To create a custom recipe:

  1. Start from an existing recipe that is close to your target configuration.

  2. Copy it and modify the type-specific configuration as needed (for PTQ recipes, see Quantization Configuration (quant_cfg) for quant_cfg entry format details).

  3. Update the metadata.description to describe your changes.

  4. Save the file (or directory) and pass its path to load_recipe() or --recipe.

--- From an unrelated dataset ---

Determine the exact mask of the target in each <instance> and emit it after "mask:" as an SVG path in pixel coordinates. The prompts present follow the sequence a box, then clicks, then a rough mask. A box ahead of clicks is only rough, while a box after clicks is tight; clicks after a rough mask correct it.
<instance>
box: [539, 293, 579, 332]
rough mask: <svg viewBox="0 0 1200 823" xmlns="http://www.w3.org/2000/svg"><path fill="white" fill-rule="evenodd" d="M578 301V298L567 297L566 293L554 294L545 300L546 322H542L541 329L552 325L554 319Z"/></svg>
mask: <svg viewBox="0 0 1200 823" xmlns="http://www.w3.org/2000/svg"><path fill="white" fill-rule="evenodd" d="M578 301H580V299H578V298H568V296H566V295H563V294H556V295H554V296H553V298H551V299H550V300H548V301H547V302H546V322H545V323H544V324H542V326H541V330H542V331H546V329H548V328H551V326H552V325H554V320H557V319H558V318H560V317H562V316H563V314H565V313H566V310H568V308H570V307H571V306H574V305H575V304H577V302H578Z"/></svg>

Example – creating a custom PTQ recipe (INT8 per-channel):

# my_int8_recipe.yml
metadata:
  recipe_type: ptq
  description: INT8 per-channel weight, per-tensor activation.

quantize:
  algorithm: max
  quant_cfg:
    - quantizer_name: '*'
      enable: false
    - quantizer_name: '*weight_quantizer'
      cfg:
        num_bits: 8
        axis: 0
    - quantizer_name: '*input_quantizer'
      cfg:
        num_bits: 8
        axis:
    - quantizer_name: '*lm_head*'
      enable: false
    - quantizer_name: '*output_layer*'
      enable: false

Recipe repository layout

The modelopt_recipes/ package is organized as follows:

modelopt_recipes/
+-- __init__.py
+-- general/                    # Model-agnostic recipes
|   +-- ptq/
|       +-- fp8_default-fp8_kv.yml
|       +-- nvfp4_default-fp8_kv.yml
|       +-- nvfp4_mlp_only-fp8_kv.yml
|       +-- nvfp4_experts_only-fp8_kv.yml
|       +-- nvfp4_omlp_only-fp8_kv.yml
+-- models/                     # Model-specific recipes
|   +-- Step3.5-Flash/
|       +-- nvfp4-mlp-only.yaml
+-- configs/                    # Shared configuration fragments

Recipe data model

Recipes are validated at load time using Pydantic models:

ModelOptRecipeBase

Base class for all recipe types. Contains recipe_type and description.

ModelOptPTQRecipe

PTQ-specific recipe. Adds the quantize field (a dict with quant_cfg and algorithm).

RecipeType

Enum of supported recipe types.

Future directions

The recipe system is designed to grow:

  • QAT recipesrecipe_type: qat with training hyperparameters, distillation settings, and dataset configuration.

  • Sparsity recipes – structured and unstructured pruning configurations.

  • Speculative decoding recipes – draft model and vocabulary calibration settings.

  • Composite recipes – chaining multiple optimization stages (e.g., quantize then prune) in a single recipe.

  • Dataset configuration – standardized dataset section for calibration data specification.

  • Recipe merging and override utilities – programmatic tools to compose and customize recipes.

  • Unified entry point – a nv-modelopt CLI that accepts --recipe as the primary configuration mechanism, replacing per-example scripts.